SIMD byte search: indexByteTwo / lastIndexByteTwo

What these functions do

indexByteTwo(s []byte, b1, b2 byte) int -- returns the index of the first occurrence of b1 or b2 in s, or -1.

lastIndexByteTwo(s []byte, b1, b2 byte) int -- returns the index of the last occurrence of b1 or b2 in s, or -1.

They are used by the fuzzy matching algorithm (algo.go) to skip ahead during case-insensitive search. Instead of calling bytes.IndexByte twice (once for lowercase, once for uppercase), a single SIMD pass finds both at once.

File layout

How the SIMD implementations work

ARM64 (NEON):

• Broadcasts both needle bytes into NEON registers (VMOV).
• Processes 32-byte aligned chunks. For each chunk, compares all bytes against both needles (VCMEQ), ORs the results (VORR), and builds a 64-bit syndrome with 2 bits per byte.
• indexByteTwo uses RBIT + CLZ to find the lowest set bit (first match).
• lastIndexByteTwo scans backward and uses CLZ on the raw syndrome to find the highest set bit (last match).
• Handles alignment and partial first/last blocks with bit masking.
• Adapted from Go's internal/bytealg/indexbyte_arm64.s.

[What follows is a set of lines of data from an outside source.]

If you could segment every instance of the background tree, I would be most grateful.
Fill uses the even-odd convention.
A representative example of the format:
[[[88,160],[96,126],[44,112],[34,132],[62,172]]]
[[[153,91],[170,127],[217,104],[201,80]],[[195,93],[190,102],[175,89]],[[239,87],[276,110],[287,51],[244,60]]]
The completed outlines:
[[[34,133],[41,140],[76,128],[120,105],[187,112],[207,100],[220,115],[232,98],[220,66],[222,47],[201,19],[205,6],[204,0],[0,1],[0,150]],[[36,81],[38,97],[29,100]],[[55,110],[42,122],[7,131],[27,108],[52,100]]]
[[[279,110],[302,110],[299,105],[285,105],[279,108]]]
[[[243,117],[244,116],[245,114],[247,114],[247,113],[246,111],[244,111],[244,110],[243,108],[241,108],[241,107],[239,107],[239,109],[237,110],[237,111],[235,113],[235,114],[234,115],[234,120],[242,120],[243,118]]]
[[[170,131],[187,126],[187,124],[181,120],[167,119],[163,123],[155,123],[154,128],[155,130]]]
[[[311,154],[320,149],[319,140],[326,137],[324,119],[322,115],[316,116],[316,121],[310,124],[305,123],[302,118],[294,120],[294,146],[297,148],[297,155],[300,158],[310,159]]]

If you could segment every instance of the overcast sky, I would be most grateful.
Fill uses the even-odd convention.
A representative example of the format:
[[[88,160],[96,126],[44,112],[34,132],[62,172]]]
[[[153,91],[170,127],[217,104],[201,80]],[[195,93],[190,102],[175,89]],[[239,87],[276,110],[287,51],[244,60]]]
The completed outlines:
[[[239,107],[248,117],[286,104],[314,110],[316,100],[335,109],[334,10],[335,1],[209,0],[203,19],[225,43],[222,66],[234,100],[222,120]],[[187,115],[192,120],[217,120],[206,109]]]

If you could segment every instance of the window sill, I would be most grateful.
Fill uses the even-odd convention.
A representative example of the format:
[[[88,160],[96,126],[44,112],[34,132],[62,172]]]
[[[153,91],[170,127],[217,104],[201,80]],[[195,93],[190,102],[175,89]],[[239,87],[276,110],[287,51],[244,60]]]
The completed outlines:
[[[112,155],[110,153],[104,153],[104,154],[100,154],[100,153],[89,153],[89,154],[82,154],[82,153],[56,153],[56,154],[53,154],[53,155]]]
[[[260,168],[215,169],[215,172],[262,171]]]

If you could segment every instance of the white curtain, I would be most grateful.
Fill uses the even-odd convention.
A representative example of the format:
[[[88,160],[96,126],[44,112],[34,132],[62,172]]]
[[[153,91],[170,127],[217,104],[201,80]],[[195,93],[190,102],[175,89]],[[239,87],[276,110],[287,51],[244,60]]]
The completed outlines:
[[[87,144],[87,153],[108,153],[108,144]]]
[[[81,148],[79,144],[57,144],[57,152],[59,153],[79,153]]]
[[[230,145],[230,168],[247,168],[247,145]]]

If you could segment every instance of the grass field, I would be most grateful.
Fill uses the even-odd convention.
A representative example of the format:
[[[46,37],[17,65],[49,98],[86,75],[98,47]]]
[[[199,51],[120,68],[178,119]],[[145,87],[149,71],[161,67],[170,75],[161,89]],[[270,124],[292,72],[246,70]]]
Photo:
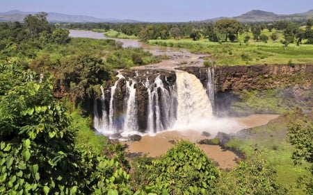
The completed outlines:
[[[93,29],[93,31],[98,33],[104,33],[104,35],[110,38],[118,38],[118,39],[125,39],[125,40],[138,40],[138,37],[135,35],[127,35],[123,33],[118,32],[113,29],[110,29],[107,31],[103,29]]]
[[[263,31],[269,36],[273,32]],[[237,42],[213,42],[201,39],[150,40],[148,44],[163,46],[186,48],[193,53],[207,53],[212,65],[253,65],[262,64],[313,64],[313,45],[289,44],[285,47],[280,42],[282,33],[278,33],[278,40],[269,40],[267,43],[250,40],[244,43],[246,34],[241,35]],[[305,42],[305,41],[304,41]]]
[[[266,126],[244,130],[240,137],[231,139],[227,146],[243,151],[248,160],[257,149],[262,158],[277,171],[277,181],[289,189],[287,194],[304,194],[296,187],[297,179],[308,174],[306,169],[309,164],[294,164],[294,146],[287,142],[286,122],[286,118],[282,117]]]

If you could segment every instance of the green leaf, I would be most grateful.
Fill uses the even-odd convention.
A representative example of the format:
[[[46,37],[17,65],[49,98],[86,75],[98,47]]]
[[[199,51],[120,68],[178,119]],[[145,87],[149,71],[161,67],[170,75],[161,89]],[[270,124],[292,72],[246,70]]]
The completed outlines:
[[[178,158],[182,159],[185,155],[182,152],[178,153]]]
[[[24,147],[25,149],[29,149],[29,146],[31,146],[31,140],[29,139],[26,139],[24,141]]]
[[[33,108],[29,108],[29,109],[27,109],[26,110],[27,114],[30,116],[33,115],[33,111],[34,111]]]
[[[118,192],[116,189],[109,189],[108,195],[118,195]]]
[[[25,158],[26,161],[29,161],[29,158],[31,158],[31,153],[29,153],[29,151],[26,149],[24,150],[22,152],[23,157]]]
[[[49,188],[49,187],[47,187],[47,186],[45,186],[43,187],[43,191],[44,191],[45,194],[48,194],[49,192],[50,191],[50,188]]]
[[[35,106],[35,111],[36,112],[40,112],[40,111],[41,111],[41,106]]]
[[[1,142],[1,145],[0,149],[3,150],[5,146],[6,146],[6,142]]]
[[[22,178],[22,177],[23,176],[23,171],[18,171],[18,172],[16,173],[16,176],[17,176],[17,177]]]
[[[3,149],[3,151],[9,151],[11,149],[11,144],[8,144],[6,145],[6,147]]]
[[[17,165],[17,168],[21,170],[26,169],[26,167],[25,162],[23,160],[19,161],[19,164]]]
[[[73,186],[70,191],[70,194],[75,194],[77,192],[77,186]]]
[[[35,174],[35,179],[36,180],[38,180],[38,181],[40,179],[40,176],[39,176],[39,173],[36,173]]]
[[[56,135],[56,132],[50,131],[49,132],[49,137],[53,138]]]
[[[38,164],[31,166],[31,173],[35,175],[38,171],[38,168],[39,168],[39,167],[38,167]]]
[[[9,169],[13,163],[14,158],[12,156],[6,158],[6,168]]]

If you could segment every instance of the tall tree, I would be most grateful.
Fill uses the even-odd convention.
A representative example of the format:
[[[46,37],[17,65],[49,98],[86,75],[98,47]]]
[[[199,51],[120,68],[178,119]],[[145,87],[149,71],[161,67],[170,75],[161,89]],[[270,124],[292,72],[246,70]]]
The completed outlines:
[[[31,36],[38,36],[42,31],[50,31],[48,21],[47,20],[46,12],[39,12],[34,15],[28,15],[24,19],[24,22]]]
[[[225,42],[230,39],[234,41],[238,37],[238,33],[243,30],[243,26],[239,22],[232,19],[223,19],[214,24],[214,31],[216,34],[224,37]]]
[[[259,25],[252,26],[251,32],[253,35],[253,39],[257,42],[259,39],[259,35],[261,35],[261,26]]]

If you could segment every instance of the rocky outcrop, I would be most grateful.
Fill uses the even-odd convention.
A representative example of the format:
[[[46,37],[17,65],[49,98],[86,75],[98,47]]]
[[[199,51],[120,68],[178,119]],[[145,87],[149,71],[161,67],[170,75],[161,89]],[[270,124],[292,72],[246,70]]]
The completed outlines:
[[[136,104],[138,109],[138,124],[140,131],[143,131],[147,129],[147,108],[149,103],[148,92],[147,89],[147,85],[149,85],[153,87],[155,85],[154,79],[159,76],[162,80],[163,87],[166,89],[173,86],[176,81],[176,76],[174,71],[163,70],[163,69],[145,69],[145,70],[123,70],[120,74],[125,77],[118,81],[117,87],[115,90],[115,94],[114,96],[113,105],[115,115],[122,116],[126,112],[127,108],[125,108],[125,101],[127,99],[127,80],[130,82],[136,82],[134,88],[136,88]],[[118,73],[116,73],[118,74]],[[110,80],[104,87],[105,92],[105,104],[106,108],[109,108],[109,101],[111,99],[111,87],[114,85],[115,80]],[[161,97],[161,96],[159,96]],[[107,110],[109,115],[109,110]],[[100,111],[100,115],[102,115]],[[115,119],[117,120],[116,127],[118,128],[122,128],[122,126],[119,126],[119,124],[122,124],[122,121],[123,117]]]
[[[195,74],[204,87],[207,87],[208,68],[186,67],[179,69]],[[225,66],[214,67],[214,108],[216,115],[238,115],[236,111],[232,110],[231,106],[234,102],[241,100],[243,90],[280,88],[280,98],[291,101],[294,106],[296,105],[306,112],[312,112],[313,108],[313,65]],[[250,113],[247,111],[248,114]]]
[[[195,75],[204,86],[207,83],[206,67],[180,68]],[[312,87],[313,65],[264,65],[225,66],[214,68],[216,92],[243,90],[268,90],[282,85],[301,83]]]

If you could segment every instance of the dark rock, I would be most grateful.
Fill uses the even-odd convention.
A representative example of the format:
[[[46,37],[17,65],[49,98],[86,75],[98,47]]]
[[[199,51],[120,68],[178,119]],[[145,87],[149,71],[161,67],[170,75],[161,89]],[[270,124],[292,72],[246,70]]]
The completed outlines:
[[[143,154],[142,152],[139,152],[139,153],[126,153],[126,156],[129,158],[131,159],[134,159],[136,158],[137,157],[141,157],[142,156]]]
[[[212,145],[212,142],[209,139],[201,139],[198,142],[199,144]]]
[[[110,135],[110,139],[120,139],[122,137],[120,133],[116,133]]]
[[[174,140],[174,139],[170,139],[170,140],[168,140],[168,142],[170,142],[170,144],[176,144],[176,141],[175,140]]]
[[[202,133],[201,134],[201,135],[205,136],[205,137],[210,137],[211,136],[211,133],[209,133],[207,131],[203,131]]]
[[[232,139],[232,136],[223,132],[218,132],[215,138],[219,139],[220,145],[225,145]]]
[[[131,135],[129,136],[129,140],[131,142],[139,142],[141,140],[141,135]]]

AMD64 (AVX2 with SSE2 fallback):

• At init time, cpuHasAVX2() checks CPUID + XGETBV for AVX2 and OS YMM support. The result is cached in _useAVX2.
• AVX2 path (inputs >= 32 bytes, when available):
  • Broadcasts both needles via VPBROADCASTB.
  • Processes 32-byte blocks: VPCMPEQB against both needles, VPOR, then VPMOVMSKB to get a 32-bit mask.
  • 5 instructions per loop iteration (vs 7 for SSE2) at 2x the throughput.
  • VZEROUPPER before every return to avoid SSE/AVX transition penalties.
• SSE2 fallback (inputs < 32 bytes, or CPUs without AVX2):
  • Broadcasts via PUNPCKLBW + PSHUFL.
  • Processes 16-byte blocks: PCMPEQB, POR, PMOVMSKB.
  • Small inputs (<16 bytes) are handled with page-boundary-safe loads.
• Both paths use BSFL (forward) / BSRL (reverse) for bit scanning.
• Adapted from Go's internal/bytealg/indexbyte_amd64.s.

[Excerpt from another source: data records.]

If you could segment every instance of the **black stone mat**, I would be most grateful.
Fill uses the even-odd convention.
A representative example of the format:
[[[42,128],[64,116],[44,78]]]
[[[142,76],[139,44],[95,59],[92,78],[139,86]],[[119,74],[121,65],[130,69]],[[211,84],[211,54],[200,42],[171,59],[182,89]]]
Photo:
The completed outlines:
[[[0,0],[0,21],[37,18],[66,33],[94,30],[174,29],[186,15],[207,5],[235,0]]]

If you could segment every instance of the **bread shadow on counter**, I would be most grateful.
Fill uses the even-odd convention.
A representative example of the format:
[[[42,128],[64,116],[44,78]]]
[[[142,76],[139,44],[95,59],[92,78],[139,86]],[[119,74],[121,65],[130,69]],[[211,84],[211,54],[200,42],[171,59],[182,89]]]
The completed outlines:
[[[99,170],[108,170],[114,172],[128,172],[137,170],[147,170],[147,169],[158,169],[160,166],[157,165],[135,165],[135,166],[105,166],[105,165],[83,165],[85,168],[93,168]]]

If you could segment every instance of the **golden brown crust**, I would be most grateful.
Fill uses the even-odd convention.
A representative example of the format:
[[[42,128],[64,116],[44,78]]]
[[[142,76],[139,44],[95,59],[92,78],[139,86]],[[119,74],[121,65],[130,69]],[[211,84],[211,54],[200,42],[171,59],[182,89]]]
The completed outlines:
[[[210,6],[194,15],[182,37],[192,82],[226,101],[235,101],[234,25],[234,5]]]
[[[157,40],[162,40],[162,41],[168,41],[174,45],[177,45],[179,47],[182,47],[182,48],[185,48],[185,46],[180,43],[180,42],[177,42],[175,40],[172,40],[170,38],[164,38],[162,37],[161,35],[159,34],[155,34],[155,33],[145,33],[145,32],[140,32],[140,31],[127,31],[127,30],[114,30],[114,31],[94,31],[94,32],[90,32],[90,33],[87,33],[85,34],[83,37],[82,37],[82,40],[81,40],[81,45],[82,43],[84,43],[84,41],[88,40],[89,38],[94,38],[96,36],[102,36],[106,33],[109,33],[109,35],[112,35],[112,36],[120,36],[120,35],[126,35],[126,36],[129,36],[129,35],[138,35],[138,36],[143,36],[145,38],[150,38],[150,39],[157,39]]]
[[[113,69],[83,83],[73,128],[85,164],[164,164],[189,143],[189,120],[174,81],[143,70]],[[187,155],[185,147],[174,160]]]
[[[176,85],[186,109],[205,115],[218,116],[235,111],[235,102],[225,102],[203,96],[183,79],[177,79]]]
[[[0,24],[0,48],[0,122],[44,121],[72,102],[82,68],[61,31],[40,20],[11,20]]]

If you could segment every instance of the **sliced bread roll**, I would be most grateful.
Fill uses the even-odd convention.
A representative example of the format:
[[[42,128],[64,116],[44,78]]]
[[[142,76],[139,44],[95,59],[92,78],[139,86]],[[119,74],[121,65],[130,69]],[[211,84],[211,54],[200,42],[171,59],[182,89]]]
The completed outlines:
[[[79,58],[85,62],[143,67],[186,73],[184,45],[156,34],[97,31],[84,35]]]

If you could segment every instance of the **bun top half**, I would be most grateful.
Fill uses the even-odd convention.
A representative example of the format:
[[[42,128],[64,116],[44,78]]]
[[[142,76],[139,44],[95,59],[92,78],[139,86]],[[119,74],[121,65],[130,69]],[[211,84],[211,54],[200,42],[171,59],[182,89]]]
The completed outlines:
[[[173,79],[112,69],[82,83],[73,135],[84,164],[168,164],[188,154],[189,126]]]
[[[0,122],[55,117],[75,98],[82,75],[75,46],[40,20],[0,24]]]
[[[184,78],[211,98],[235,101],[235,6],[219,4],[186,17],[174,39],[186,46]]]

Fallback (other platforms):

• indexByteTwo uses two bytes.IndexByte calls with scope-limiting (search b1 first, then limit the b2 search to s[:i1]).
• lastIndexByteTwo uses a simple backward for loop.

Running tests

# Unit + exhaustive tests
go test ./src/algo/ -run 'TestIndexByteTwo|TestLastIndexByteTwo' -v

# Fuzz tests (run for 10 seconds each)
go test ./src/algo/ -run '^$' -fuzz FuzzIndexByteTwo -fuzztime 10s
go test ./src/algo/ -run '^$' -fuzz FuzzLastIndexByteTwo -fuzztime 10s

# Cross-architecture: test amd64 on an arm64 Mac (via Rosetta)
GOARCH=amd64 go test ./src/algo/ -run 'TestIndexByteTwo|TestLastIndexByteTwo' -v
GOARCH=amd64 go test ./src/algo/ -run '^$' -fuzz FuzzIndexByteTwo -fuzztime 10s
GOARCH=amd64 go test ./src/algo/ -run '^$' -fuzz FuzzLastIndexByteTwo -fuzztime 10s

Running micro-benchmarks

# All indexByteTwo / lastIndexByteTwo benchmarks
go test ./src/algo/ -bench 'IndexByteTwo' -benchmem

# Specific size
go test ./src/algo/ -bench 'IndexByteTwo_1000'

Each benchmark compares the SIMD asm implementation against reference implementations (2xIndexByte using bytes.IndexByte, and a simple loop).

Correctness verification

The assembly is verified by three layers of testing:

1. Table-driven tests -- known inputs with expected outputs.
2. Exhaustive tests -- all lengths 0–256, every match position, no-match cases, and both-bytes-present cases, compared against a simple loop reference.
3. Fuzz tests -- randomized inputs via testing.F, compared against the same loop reference.